Kürtler bunun farkında değil mi.. Tabii ki.. Ama, daha önce yazdığım gibi, Kürt silahlı ve siyasal hareketini kontrolünde bulunduran ve iktidarın da bu amaçla kendisine yardım ettiği Abdullah Öcalan’ın siyasi kaderi ve dışarı çıkması, RTE iktidarının elinde. Cumhurbakanlığı seçiminde de, ilk turda seçilememesi durumunda, RTE’nin kaderi de Kürt seçmenlerine bağımlı. Bir kader birliği söz konusu..
RTE ilk turda seçilerek Kürt oylarına muhtaç olmamak istiyor.. Kürtler de tam tersini..
***
Abdullah Öcalan ve Kürt Siyasi Hareketi, PKK’nın tam geri çekilmesinde, hatta silahsızlanmasında ve dağdan inerek siyasal sürece entegre olmasında samimi olabilirler mi?

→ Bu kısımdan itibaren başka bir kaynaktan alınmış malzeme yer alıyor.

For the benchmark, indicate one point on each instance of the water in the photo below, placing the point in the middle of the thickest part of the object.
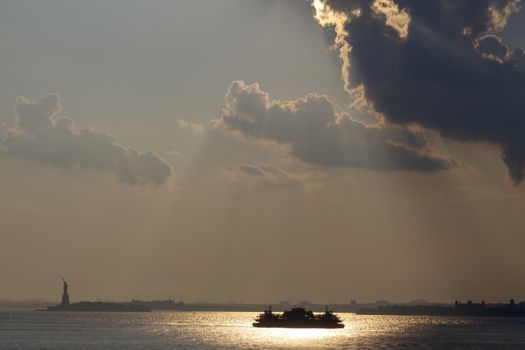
(29, 330)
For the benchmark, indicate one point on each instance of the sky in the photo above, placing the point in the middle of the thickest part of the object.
(258, 151)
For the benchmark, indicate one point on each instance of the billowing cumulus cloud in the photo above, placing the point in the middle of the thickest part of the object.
(446, 70)
(41, 134)
(317, 134)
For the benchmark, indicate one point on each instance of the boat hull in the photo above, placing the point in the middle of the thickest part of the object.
(297, 325)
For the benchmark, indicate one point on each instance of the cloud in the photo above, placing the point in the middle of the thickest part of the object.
(316, 134)
(196, 128)
(269, 176)
(42, 134)
(450, 72)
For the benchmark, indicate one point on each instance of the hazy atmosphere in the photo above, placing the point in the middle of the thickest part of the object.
(263, 150)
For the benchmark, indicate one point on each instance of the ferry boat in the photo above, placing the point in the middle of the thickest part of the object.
(298, 317)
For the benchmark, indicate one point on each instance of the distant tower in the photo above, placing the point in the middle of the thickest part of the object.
(65, 295)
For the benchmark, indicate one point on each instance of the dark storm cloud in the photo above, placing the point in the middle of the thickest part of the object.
(449, 73)
(42, 134)
(317, 134)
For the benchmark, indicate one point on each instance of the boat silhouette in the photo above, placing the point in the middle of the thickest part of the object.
(298, 317)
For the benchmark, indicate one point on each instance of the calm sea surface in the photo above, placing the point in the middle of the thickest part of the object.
(233, 330)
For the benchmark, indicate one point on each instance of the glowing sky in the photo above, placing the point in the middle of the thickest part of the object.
(262, 150)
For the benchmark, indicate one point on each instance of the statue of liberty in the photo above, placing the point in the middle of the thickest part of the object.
(65, 295)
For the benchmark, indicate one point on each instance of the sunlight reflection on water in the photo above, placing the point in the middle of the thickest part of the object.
(234, 330)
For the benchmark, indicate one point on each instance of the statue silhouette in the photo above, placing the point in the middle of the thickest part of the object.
(65, 294)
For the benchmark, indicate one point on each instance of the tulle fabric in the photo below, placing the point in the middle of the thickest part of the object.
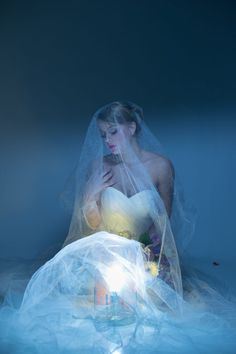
(115, 286)
(64, 308)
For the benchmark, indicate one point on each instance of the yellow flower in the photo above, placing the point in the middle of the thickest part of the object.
(125, 233)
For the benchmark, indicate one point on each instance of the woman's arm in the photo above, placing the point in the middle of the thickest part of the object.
(165, 183)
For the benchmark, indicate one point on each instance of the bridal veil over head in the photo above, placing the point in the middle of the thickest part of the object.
(132, 192)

Yoksa, iktidar ile RTE yine geçici bir kader birliği içindeler mi, kısa bir süre sonra, bu ortaklık yeniden bozulacak ve herkes kendi mevziine geri mi dönecek?

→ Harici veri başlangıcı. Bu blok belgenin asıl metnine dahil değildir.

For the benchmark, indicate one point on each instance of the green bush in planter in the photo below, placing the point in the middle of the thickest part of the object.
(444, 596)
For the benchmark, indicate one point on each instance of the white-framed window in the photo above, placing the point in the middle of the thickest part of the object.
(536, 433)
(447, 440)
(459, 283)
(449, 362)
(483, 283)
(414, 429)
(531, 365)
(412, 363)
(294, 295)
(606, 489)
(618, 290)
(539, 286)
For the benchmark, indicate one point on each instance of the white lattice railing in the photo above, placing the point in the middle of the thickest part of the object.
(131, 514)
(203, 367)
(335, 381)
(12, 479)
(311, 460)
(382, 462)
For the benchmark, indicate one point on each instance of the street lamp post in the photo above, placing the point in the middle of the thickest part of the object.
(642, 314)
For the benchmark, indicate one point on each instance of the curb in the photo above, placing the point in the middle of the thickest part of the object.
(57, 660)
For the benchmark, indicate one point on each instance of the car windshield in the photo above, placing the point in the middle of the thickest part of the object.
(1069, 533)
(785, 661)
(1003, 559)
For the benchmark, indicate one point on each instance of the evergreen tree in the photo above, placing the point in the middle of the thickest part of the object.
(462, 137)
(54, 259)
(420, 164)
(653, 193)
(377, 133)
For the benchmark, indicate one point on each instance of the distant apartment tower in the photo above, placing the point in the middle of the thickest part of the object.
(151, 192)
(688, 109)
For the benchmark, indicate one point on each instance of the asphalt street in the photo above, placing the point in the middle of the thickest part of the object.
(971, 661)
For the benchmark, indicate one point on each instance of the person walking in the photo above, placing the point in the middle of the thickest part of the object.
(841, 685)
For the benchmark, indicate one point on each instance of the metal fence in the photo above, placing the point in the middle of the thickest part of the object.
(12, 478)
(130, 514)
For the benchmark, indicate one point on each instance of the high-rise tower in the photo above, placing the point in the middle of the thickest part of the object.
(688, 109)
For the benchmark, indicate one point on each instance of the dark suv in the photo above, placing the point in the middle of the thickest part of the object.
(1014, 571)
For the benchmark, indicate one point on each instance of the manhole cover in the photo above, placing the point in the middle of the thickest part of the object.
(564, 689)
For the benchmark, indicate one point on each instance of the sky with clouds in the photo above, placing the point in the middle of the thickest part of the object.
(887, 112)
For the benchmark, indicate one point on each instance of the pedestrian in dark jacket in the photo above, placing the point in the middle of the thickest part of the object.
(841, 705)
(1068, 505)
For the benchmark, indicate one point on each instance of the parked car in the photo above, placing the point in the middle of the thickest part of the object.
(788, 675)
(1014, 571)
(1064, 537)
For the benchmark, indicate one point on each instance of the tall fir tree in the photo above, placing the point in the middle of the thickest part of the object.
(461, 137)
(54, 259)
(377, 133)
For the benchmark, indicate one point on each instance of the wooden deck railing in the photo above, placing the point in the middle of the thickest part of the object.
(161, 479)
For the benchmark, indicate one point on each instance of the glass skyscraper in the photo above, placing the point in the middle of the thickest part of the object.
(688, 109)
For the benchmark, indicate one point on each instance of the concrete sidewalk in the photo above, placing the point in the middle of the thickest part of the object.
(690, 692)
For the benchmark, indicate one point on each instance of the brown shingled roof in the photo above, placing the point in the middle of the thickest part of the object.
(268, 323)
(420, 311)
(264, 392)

Beşir Atalay “bu yeni sürecin hedefi, silahların bırakılması, şiddetin bitmesi ve ve eve dönüşün sağlanması" olduğunu belirtti.
Gerçekten yeni bir döneme mi giriyoruz?
Bu sorular, önemli ölçüde Öcalan’ın, dışarı çıkmak ve Kürt siyasal hareketinin başına geçmek arzusunun ne kadar güçlü olduğuna da bağlıdır. MİT ile İmralı’da yapılan görüşmelerin içeriğini şüphesiz bilmiyoruz.. Ama hem Öcalan’ın hem İç İşleri Bakanı Efgan Ala ve Başbakan yardımcısı Beşir Atalay’ın yaptıkları açıklamalar bize içerikle ilgili fikirler veriyor. Şüphesiz, İmralı’da yapılan görüşmelerin geçen yıl medyaya sızdırılan tutanakları da aslında, Öcalan-MİT görüşmelerinin seyri ve karyılıklı verilen sözler-vaadler hakkıda da temel bilgiler veriyordu.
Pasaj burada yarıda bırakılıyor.